Week nine of the Super 14 proved a bridge too far for our franchises, four of which lost. It has been unkindly suggested that the reason all five didn’t lose was that the Stormers had a bye.
The other team without a game was the Reds, which meant that the same joke would have applied in Australia, were it not for the fact that the Force beat the Sharks in Perth and the Brumbies did likewise against the Lions at Ellis Park.
Was it mere coincidence that Springbok coach Jake White chose this week to come out of hibernation and say, ”we must be realistic and not jump the gun. It’s not just a case of arriving in France and winning the World Cup”?
Traditionally, of course, the last five weeks of log play in the Super 14 has been a time for hand wringing and wondering where on earth White is going to find 15 players worthy of representing South Africa.
We are accustomed to having one side hanging in by its fingernails with an outside chance of making the semifinals, the rest having long since surrendered all hope of making the knockout stages. Yet here we are, still contemplating at least two and possibly three of our sides finishing in the top four.
That despite the fact of those four losses and despite the reversal of fortunes in the Antipodes. Time for a cold shower in the bathroom of oblivion and the realisation that one defeat does not make a season any more than (in the case of the Sharks) six successive wins does.

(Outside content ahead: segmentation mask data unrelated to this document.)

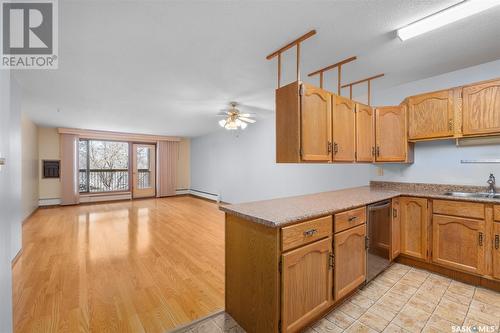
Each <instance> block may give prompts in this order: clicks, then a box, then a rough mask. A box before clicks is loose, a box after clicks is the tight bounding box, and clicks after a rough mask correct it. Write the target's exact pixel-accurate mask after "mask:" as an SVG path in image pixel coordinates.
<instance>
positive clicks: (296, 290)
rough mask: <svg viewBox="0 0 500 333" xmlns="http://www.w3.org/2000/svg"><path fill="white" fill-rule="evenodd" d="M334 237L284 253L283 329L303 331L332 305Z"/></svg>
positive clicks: (282, 285)
mask: <svg viewBox="0 0 500 333" xmlns="http://www.w3.org/2000/svg"><path fill="white" fill-rule="evenodd" d="M331 251H332V238H331V237H328V238H326V239H323V240H320V241H317V242H314V243H312V244H309V245H305V246H303V247H300V248H298V249H296V250H292V251H290V252H287V253H285V254H283V256H282V262H283V264H282V265H283V266H282V267H283V268H282V272H281V279H282V280H281V282H282V288H281V290H282V298H281V320H282V332H299V331H300V330H301V329H303V328H304V327H305V326H306V325H307V324H309V323H310V322H311V320H312V319H314V318H316V317H317V316H319V315H320V314H321V313H322V312H323V311H325V310H326V309H327V308H328V307H329V306H330V305H331V304H332V275H333V274H332V265H331V262H330V255H331Z"/></svg>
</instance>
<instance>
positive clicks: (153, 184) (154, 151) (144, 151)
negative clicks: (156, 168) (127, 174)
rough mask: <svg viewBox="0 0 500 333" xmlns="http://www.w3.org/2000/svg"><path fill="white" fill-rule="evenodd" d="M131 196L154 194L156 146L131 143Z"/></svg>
mask: <svg viewBox="0 0 500 333" xmlns="http://www.w3.org/2000/svg"><path fill="white" fill-rule="evenodd" d="M132 181H133V186H132V196H133V197H134V198H145V197H154V196H155V195H156V146H155V145H148V144H133V145H132Z"/></svg>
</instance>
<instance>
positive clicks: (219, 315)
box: [212, 313, 238, 331]
mask: <svg viewBox="0 0 500 333" xmlns="http://www.w3.org/2000/svg"><path fill="white" fill-rule="evenodd" d="M212 320H213V321H214V323H215V324H216V325H217V326H219V327H220V328H221V329H222V330H223V331H227V330H229V329H230V328H233V327H235V326H238V324H237V323H236V321H235V320H234V319H233V317H231V316H230V315H228V314H227V313H221V314H219V315H217V316H215V317H213V318H212Z"/></svg>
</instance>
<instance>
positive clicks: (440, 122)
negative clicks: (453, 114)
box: [408, 90, 453, 140]
mask: <svg viewBox="0 0 500 333" xmlns="http://www.w3.org/2000/svg"><path fill="white" fill-rule="evenodd" d="M448 136H453V90H443V91H437V92H433V93H429V94H424V95H419V96H414V97H410V98H409V99H408V137H409V139H410V140H418V139H431V138H442V137H448Z"/></svg>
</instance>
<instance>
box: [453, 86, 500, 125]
mask: <svg viewBox="0 0 500 333" xmlns="http://www.w3.org/2000/svg"><path fill="white" fill-rule="evenodd" d="M462 96H463V97H462V98H463V99H462V128H463V135H484V134H497V133H500V80H497V81H489V82H484V83H480V84H475V85H470V86H466V87H464V88H463V91H462Z"/></svg>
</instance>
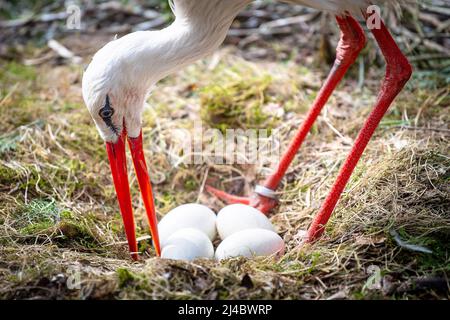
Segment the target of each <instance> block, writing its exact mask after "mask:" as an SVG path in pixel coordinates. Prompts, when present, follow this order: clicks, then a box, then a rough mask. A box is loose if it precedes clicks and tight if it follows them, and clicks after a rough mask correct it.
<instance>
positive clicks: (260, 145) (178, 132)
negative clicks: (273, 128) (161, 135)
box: [150, 121, 281, 166]
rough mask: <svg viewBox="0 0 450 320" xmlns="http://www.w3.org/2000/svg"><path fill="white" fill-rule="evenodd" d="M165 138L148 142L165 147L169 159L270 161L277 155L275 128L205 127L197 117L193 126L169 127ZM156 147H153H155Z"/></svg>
mask: <svg viewBox="0 0 450 320" xmlns="http://www.w3.org/2000/svg"><path fill="white" fill-rule="evenodd" d="M167 136H168V140H167V141H164V142H161V143H160V144H159V145H156V146H155V145H150V147H151V148H152V149H153V151H156V152H160V151H163V152H164V151H165V152H166V153H167V154H168V156H169V159H170V162H171V163H172V164H173V165H175V166H177V165H180V164H204V163H208V164H229V165H232V164H257V165H258V164H259V165H271V164H275V163H277V162H278V161H279V158H280V149H281V148H280V138H279V133H278V131H276V130H269V129H227V130H225V131H221V130H219V129H215V128H206V129H205V128H204V127H203V125H202V122H200V121H196V122H195V123H194V127H193V129H192V130H188V129H182V128H175V129H172V130H169V134H168V135H167ZM155 149H156V150H155Z"/></svg>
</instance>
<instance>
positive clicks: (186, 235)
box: [161, 228, 214, 261]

South African teams have done an awful lot right this year, so now is not the time for gloom and despondency. Now is the time to plot a path through to the semifinals using pragmatism rather than false bravado.
For the Sharks, it is fairly simple. This week, they must win against the Reds at Ballymore. Under Eddie Jones, the former powerhouse of Australian rugby has a demolition order standing over it.
Sharks skills coach David Campese, the greatest Wallaby of them all, is not on tour with the team and found time last week to express his grave concerns about the direction in which Australian rugby is heading, even while the Force were beating the Sharks.
He said: ”I’ve been telling the ARU (Australian Rugby Union) for years that it’s utter madness to even contemplate a fourth franchise. We simply don’t have the player base to justify it. All that’s happened is that the Force have lured some good players away from the other three teams and now they’re strong and the others are weak.”
Campese, for one, is not expecting the Reds to regain their footing against the Sharks. Right now, Dick Muir’s squad may be going through a crisis of confidence, but they remain a good side. They have, moreover, a game in hand on all three of the sides immediately below them on the log.
Win against the Reds and the following week’s encounter with the Blues in Auckland represents an eight-point swing, with the Kiwi unit currently top of the log and the Sharks fourth. The Sharks finish against the Chiefs (away), the Lions (home) and the Stormers (away). None of these games should be considered onerous for a team with genuine title ambitions.
The Bulls lie in sixth position on the log, but their three wins on the road together with their run-in means that they are now at shorter odds than the Sharks to clinch a home semi-final. After this week’s bye, they play the Stormers, Blues and Reds at Loftus and the Lions across the Jukskei in Johannesburg.
The third local side with lingering hopes of a top-four finish is the Lions. In an unprecedented fixture fuddle, the Lions play all four of the other South African teams in the last month of log play, two at home and two away. Posterity will decide on whether this was a good or bad season for our teams based squarely on the results of those last four Lions fixtures, it seems.
Eleven previous seasons of Super Rugby have taught us to expect the worst. The wrong teams will win and lose and, as usual, we will have to be content with one team, probably the one that finishes fourth in the log, to represent South Africa in the semi-finals. This year, it’s going to be different. Trust me.